- Jun 4
- 4 min read
Cannes Film Review of Paper Tiger: Between Seeing Clearly and Exposing the Truth

& Between seeing the truth clearly and exposing it outright
What kind of film is worthy of making the entire audience stand up and applaud for ten minutes straight before leaving after its Cannes premiere? James Gray's newly written and directed work Paper Tiger may hold the answer.
Starring Scarlett Johansson, Adam Driver and Miles Teller, the film has been officially selected for the Competition section of the 79th Cannes Film Festival.
Rather than turning this work into a conventional gangster genre movie, Gray adopts an almost unflinching realistic perspective to set his lens on post-WWII New York, a city that seemed prosperous and booming on the surface yet seethed with undercurrents beneath.
On this promised land, the desperate struggles of these two immigrant brothers amount to an inherently futile pursuit of upward social mobility. It is far more than a family conflict; it represents Gray’s interpretation of the "American Dream" from an alternative viewpoint.
Faced with systemic violence, will blood ties tear apart easily like a paper tiger, or will people make boundless sacrifices for their family members?
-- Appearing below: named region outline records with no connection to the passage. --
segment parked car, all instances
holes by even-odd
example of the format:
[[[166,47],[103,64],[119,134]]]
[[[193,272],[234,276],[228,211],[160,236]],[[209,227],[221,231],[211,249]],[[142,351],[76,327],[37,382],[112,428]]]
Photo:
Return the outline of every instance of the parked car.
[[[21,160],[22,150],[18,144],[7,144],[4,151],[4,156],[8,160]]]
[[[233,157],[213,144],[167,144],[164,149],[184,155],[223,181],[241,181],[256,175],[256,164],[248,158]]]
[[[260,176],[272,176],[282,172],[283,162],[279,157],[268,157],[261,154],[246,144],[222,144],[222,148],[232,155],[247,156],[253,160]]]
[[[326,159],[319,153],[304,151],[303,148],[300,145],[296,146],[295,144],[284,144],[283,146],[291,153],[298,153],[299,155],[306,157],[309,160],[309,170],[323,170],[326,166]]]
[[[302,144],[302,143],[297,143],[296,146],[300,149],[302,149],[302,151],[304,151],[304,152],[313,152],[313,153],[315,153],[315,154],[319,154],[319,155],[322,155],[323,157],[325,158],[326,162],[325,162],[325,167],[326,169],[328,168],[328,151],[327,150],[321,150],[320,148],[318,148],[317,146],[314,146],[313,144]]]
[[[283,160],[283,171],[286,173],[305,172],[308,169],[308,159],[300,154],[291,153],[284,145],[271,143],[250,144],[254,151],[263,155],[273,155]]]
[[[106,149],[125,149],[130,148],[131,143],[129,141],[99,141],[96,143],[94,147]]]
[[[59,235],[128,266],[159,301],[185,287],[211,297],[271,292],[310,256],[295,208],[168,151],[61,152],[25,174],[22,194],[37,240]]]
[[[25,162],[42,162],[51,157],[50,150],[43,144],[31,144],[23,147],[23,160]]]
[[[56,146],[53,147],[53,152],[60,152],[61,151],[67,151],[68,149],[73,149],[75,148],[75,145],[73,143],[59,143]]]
Deconstruction of the Text: The Banality of Evil and the Anxious Predicament of the Middle Class
In terms of narrative framework, the core plot of Paper Tiger is highly concise. Irwin Pearl, played by Teller, and Linda Pearl, portrayed by Johnson, are a typical traditional American couple.
Belonging to the lower stratum of the American middle class, they raise two sons together and scrape by on a seemingly stable yet precarious job. Nevertheless, overwhelming debts beneath an outwardly prosperous life and regular monthly bills turn into an invisible black hole eroding their dignity.
In stark contrast stands Gary Pearl, the elder brother played by Driver, whose lifestyle is worlds apart. A former New York City police officer fresh off a divorce, he lives alone in a landmark high-rise building in New York, filling his days with cigars, alcohol and the noise of sports games. His deliberate display of class superiority sharply depicts a seasoned, somewhat arrogant white elite who navigates between high society and criminal gangs.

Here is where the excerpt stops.